By 2006, the original cost claims for a “nuclear renaissance”, first talked about from 1998 onwards, for example that nuclear could be built for less than US$1000/kW, a price expected to make nuclear competitive with natural gas generation, had already been proved unrealistic. The claim that, in Britain, nuclear plants would be ordered on the basis that they would be able to compete in the market with the cheapest alternatives and would be offered no public subsidies was therefore remarkable. All that would be required were a few “enabling” measures such as making suitable sites available, carrying out a Generic Design Appraisal (GDA) process and putting a cap on the cost of radioactive waste disposal.
The Enabling Decisions
On siting, the assumption was that the sites of existing nuclear plants were less likely to be problematic in terms of public consent as well as technical suitability. The British government owned the sites of the 11 first-generation Magnox plants (most of which had been retired by then) through its Nuclear Decommissioning Authority (NDA). Some of these would not have been suitable for new reactors but about half of them were worthy of consideration as well as the Sellafield complex, also owned by NDA. The government made six of these sites available for auction. The eight newer plants (at seven sites) were owned by British Energy, which had emerged from bankruptcy in 2005.
In 2009, British Energy was taken over by French state utility EDF, giving it access to three sites deemed suitable for new reactors. These arrangements for sites were meant to ensure that developers would be able to compete on equal terms and there would not be a monopoly nuclear developer.

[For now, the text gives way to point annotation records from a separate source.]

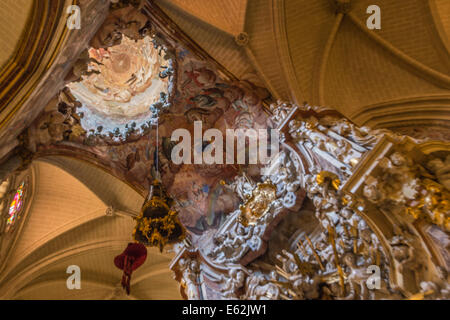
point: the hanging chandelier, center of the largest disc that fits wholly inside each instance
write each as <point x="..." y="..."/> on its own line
<point x="157" y="224"/>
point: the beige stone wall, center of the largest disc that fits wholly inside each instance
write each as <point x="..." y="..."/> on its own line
<point x="13" y="19"/>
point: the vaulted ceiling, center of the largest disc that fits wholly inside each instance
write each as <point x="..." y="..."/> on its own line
<point x="312" y="51"/>
<point x="66" y="224"/>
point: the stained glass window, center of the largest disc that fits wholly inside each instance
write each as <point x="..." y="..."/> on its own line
<point x="16" y="204"/>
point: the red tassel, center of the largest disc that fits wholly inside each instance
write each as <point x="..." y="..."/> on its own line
<point x="133" y="257"/>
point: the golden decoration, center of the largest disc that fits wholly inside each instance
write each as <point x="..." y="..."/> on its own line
<point x="433" y="204"/>
<point x="157" y="225"/>
<point x="258" y="204"/>
<point x="330" y="177"/>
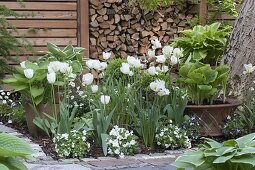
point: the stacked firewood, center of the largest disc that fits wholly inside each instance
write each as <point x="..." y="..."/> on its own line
<point x="124" y="30"/>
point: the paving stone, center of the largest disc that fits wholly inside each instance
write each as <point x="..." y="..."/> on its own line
<point x="157" y="162"/>
<point x="56" y="167"/>
<point x="6" y="129"/>
<point x="116" y="162"/>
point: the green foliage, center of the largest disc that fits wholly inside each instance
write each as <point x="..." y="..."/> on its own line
<point x="61" y="124"/>
<point x="235" y="126"/>
<point x="171" y="136"/>
<point x="232" y="154"/>
<point x="146" y="114"/>
<point x="175" y="106"/>
<point x="203" y="43"/>
<point x="73" y="145"/>
<point x="18" y="116"/>
<point x="202" y="82"/>
<point x="113" y="70"/>
<point x="5" y="111"/>
<point x="10" y="148"/>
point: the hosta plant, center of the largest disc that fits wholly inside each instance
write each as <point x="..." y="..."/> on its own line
<point x="203" y="82"/>
<point x="12" y="147"/>
<point x="121" y="142"/>
<point x="203" y="43"/>
<point x="233" y="154"/>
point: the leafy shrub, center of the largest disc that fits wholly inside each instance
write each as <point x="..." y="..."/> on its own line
<point x="192" y="127"/>
<point x="202" y="82"/>
<point x="10" y="148"/>
<point x="203" y="43"/>
<point x="121" y="142"/>
<point x="231" y="154"/>
<point x="234" y="126"/>
<point x="18" y="116"/>
<point x="73" y="145"/>
<point x="172" y="137"/>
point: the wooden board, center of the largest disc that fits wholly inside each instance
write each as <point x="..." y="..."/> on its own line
<point x="46" y="33"/>
<point x="42" y="6"/>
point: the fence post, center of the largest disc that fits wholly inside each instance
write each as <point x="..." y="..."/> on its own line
<point x="202" y="12"/>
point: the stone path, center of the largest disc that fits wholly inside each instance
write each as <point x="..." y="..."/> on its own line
<point x="157" y="161"/>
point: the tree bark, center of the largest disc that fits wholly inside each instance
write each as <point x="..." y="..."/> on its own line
<point x="241" y="48"/>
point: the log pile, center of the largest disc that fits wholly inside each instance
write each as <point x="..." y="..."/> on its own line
<point x="125" y="30"/>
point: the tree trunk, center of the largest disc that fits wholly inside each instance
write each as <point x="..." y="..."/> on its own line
<point x="241" y="48"/>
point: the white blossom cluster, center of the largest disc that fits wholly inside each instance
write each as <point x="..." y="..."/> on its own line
<point x="159" y="87"/>
<point x="73" y="145"/>
<point x="121" y="142"/>
<point x="172" y="137"/>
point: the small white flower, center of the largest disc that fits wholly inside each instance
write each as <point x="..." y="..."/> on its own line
<point x="152" y="71"/>
<point x="249" y="68"/>
<point x="174" y="60"/>
<point x="51" y="77"/>
<point x="106" y="55"/>
<point x="23" y="64"/>
<point x="156" y="44"/>
<point x="161" y="59"/>
<point x="94" y="88"/>
<point x="151" y="53"/>
<point x="134" y="62"/>
<point x="178" y="52"/>
<point x="167" y="51"/>
<point x="89" y="63"/>
<point x="125" y="68"/>
<point x="88" y="78"/>
<point x="29" y="73"/>
<point x="105" y="99"/>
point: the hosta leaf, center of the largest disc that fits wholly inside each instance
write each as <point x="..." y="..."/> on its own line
<point x="245" y="159"/>
<point x="13" y="146"/>
<point x="13" y="164"/>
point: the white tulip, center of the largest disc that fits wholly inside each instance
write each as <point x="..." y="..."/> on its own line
<point x="94" y="88"/>
<point x="29" y="73"/>
<point x="106" y="55"/>
<point x="88" y="78"/>
<point x="161" y="59"/>
<point x="135" y="62"/>
<point x="23" y="64"/>
<point x="167" y="51"/>
<point x="174" y="60"/>
<point x="157" y="85"/>
<point x="151" y="53"/>
<point x="156" y="44"/>
<point x="163" y="92"/>
<point x="165" y="69"/>
<point x="63" y="67"/>
<point x="96" y="64"/>
<point x="103" y="66"/>
<point x="152" y="71"/>
<point x="51" y="77"/>
<point x="125" y="68"/>
<point x="54" y="66"/>
<point x="105" y="99"/>
<point x="178" y="52"/>
<point x="89" y="63"/>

Three consortia emerged:
• NNB Gen, a consortium led by EDF, with the British energy company Centrica taking a 20 percent stake • Horizon, a 50/50 consortium of the two leading German electric utilities, RWE and E.ON • and NuGen, comprising Iberdrola and GDF Suez (both 37.5 percent) and Scottish & Southern Energy (SSE) with the remainder.
This meant that all six of the major energy companies active in Britain (widely known as the ‘Big 6’) had a stake in a nuclear consortium, with GDF Suez often seen as a potential new entrant as the seventh player.
The GDA process was intended to resolve all generic design issues for a number of designs, leaving only site-specific issues for any given project. This would mean that potential developers would be able to choose between several designs, confident that no significant technical issues would emerge. The GDA was initiated in 2007 with four competing designs entering the process: the AREVA EPR (PWR), the Toshiba-Westinghouse AP1000 (PWR), the GE-Hitachi ESBWR (BWR) and the AECL ACR1000 (Candu).
The measure that created most controversy then was the decision to fix the price for waste disposal at a level that would ensure the new developers would pay a “fair share” of the costs of waste disposal. There was ample scope for semantic disputes about what constituted a fair share—for example, would new developers pay only the marginal cost of expanding facilities to be built for existing (“heritage”) waste? From a presentational point of view, the price was either the minimum developers would pay even if actual costs were lower or the maximum they would pay even if costs were higher. The government claimed this did not constitute a subsidy, although given that effectively this represented a price guarantee given at no cost to the companies, this claim was hard to sustain.